Following the scandal engulfing Penn State University, one Massachusetts lawmaker says he wants to widen laws governing who must report alleged sexual misconduct toward children.

Rep. Kevin Kuros, a Republican from Uxbridge, said he plans to introduce a measure to require state employees who witness or have knowledge of instances of sexual abuse to report it to law enforcement agencies, as reported by WCVB.

Kuros, a Penn State alumnus, was spurred to action by the alleged sexual abuse of eight young boys by former assistant football coach Jerry Sandusky.
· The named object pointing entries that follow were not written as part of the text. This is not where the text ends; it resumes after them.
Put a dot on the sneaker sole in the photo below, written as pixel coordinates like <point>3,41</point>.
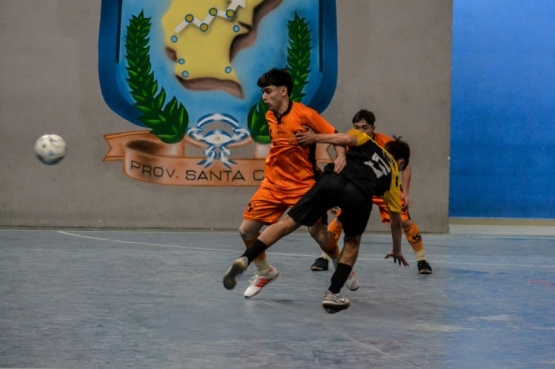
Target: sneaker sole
<point>317,269</point>
<point>230,277</point>
<point>332,309</point>
<point>260,290</point>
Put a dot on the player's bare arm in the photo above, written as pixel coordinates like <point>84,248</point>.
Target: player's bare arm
<point>309,137</point>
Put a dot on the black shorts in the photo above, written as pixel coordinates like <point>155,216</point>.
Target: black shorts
<point>335,190</point>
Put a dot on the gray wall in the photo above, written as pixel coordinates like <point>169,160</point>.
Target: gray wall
<point>394,58</point>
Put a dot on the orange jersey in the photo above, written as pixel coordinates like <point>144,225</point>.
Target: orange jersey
<point>291,167</point>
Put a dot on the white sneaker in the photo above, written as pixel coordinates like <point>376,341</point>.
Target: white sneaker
<point>238,267</point>
<point>352,281</point>
<point>259,281</point>
<point>334,302</point>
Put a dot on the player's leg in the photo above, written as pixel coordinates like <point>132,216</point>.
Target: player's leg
<point>412,234</point>
<point>262,209</point>
<point>356,208</point>
<point>266,239</point>
<point>334,229</point>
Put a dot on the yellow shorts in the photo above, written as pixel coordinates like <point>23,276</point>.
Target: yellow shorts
<point>384,213</point>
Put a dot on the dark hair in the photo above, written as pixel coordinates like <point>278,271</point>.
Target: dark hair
<point>367,115</point>
<point>399,150</point>
<point>276,77</point>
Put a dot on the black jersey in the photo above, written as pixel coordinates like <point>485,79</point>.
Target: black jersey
<point>373,170</point>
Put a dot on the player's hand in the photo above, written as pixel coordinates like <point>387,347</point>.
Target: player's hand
<point>340,163</point>
<point>406,203</point>
<point>397,258</point>
<point>307,137</point>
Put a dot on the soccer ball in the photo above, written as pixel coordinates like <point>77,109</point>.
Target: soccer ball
<point>50,149</point>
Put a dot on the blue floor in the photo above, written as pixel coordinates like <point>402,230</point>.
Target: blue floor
<point>148,299</point>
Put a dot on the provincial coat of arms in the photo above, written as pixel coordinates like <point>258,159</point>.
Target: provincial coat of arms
<point>184,72</point>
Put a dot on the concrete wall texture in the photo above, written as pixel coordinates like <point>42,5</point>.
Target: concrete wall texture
<point>394,58</point>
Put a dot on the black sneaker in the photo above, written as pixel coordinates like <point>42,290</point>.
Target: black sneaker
<point>334,302</point>
<point>320,265</point>
<point>424,267</point>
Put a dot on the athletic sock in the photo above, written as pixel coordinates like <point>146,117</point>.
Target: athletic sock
<point>339,277</point>
<point>263,267</point>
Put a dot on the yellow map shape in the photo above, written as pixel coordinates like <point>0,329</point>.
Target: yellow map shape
<point>199,36</point>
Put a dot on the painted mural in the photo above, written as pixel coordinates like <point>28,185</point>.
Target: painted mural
<point>184,72</point>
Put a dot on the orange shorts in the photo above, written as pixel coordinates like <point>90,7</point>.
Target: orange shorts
<point>268,206</point>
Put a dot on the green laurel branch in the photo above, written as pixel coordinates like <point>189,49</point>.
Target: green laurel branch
<point>168,121</point>
<point>298,61</point>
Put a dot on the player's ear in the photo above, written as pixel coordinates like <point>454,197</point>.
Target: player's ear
<point>401,164</point>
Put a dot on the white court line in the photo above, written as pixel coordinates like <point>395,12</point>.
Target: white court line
<point>377,258</point>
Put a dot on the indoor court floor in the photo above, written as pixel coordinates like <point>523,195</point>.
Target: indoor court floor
<point>154,299</point>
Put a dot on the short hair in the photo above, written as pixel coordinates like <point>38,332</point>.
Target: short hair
<point>276,77</point>
<point>399,149</point>
<point>367,115</point>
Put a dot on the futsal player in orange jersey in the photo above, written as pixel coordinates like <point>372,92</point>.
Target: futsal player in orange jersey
<point>364,121</point>
<point>370,171</point>
<point>290,170</point>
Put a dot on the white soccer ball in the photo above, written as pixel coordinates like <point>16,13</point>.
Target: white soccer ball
<point>50,149</point>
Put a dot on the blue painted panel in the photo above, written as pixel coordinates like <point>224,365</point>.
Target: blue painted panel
<point>503,109</point>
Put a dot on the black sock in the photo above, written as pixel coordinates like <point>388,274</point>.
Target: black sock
<point>339,277</point>
<point>257,248</point>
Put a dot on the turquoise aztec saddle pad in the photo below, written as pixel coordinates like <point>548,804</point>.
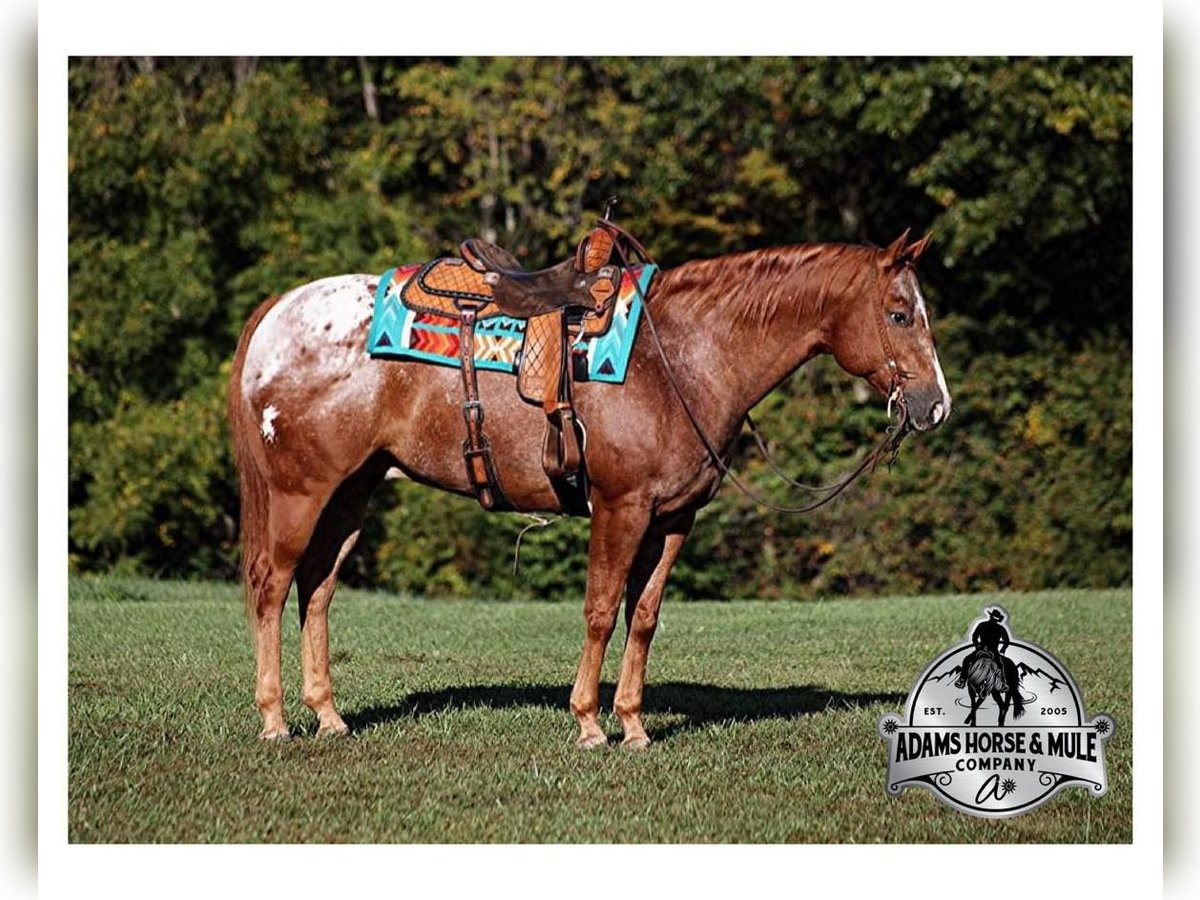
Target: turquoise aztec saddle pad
<point>401,333</point>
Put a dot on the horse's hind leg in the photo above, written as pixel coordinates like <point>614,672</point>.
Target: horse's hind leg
<point>291,520</point>
<point>337,532</point>
<point>643,598</point>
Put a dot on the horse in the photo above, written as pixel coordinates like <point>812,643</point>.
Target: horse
<point>985,675</point>
<point>317,425</point>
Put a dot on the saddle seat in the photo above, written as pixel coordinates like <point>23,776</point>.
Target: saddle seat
<point>573,298</point>
<point>583,280</point>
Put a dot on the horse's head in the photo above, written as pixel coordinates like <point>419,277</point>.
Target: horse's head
<point>882,334</point>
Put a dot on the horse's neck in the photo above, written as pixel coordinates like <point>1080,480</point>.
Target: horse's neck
<point>730,342</point>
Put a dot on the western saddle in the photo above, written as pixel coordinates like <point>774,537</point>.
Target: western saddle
<point>573,299</point>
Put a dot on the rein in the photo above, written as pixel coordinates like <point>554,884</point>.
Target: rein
<point>888,447</point>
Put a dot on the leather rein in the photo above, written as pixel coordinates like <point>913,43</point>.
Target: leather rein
<point>888,448</point>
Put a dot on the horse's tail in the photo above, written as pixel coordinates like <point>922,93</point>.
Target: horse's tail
<point>255,498</point>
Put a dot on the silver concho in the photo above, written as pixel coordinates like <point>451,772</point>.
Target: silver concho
<point>995,727</point>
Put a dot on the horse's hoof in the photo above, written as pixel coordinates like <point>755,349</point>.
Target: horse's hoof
<point>591,742</point>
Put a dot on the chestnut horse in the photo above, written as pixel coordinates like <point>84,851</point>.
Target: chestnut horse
<point>317,425</point>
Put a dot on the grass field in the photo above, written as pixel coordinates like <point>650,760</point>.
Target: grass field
<point>763,718</point>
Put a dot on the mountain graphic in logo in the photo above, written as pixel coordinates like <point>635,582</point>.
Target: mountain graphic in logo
<point>995,726</point>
He says current Massachusetts law is similar to Pennsylvania law in that many categories of state employees are not mandated to report abuse under the mandated reporter laws.

According to published grand jury testimony, former head football coach Joe Paterno and ousted university President Graham Spanier both knew of the alleged abuse, but did not report it to police. Both men were relieved of their duties by Penn State’s board of trustees after a meeting last Wednesday night.

Massachusetts law presently classifies mandatory reporters as including doctors, dentists, medical professionals, police officers, firefighters, social workers, teachers, those whose jobs require them to work with children, and members of clergy.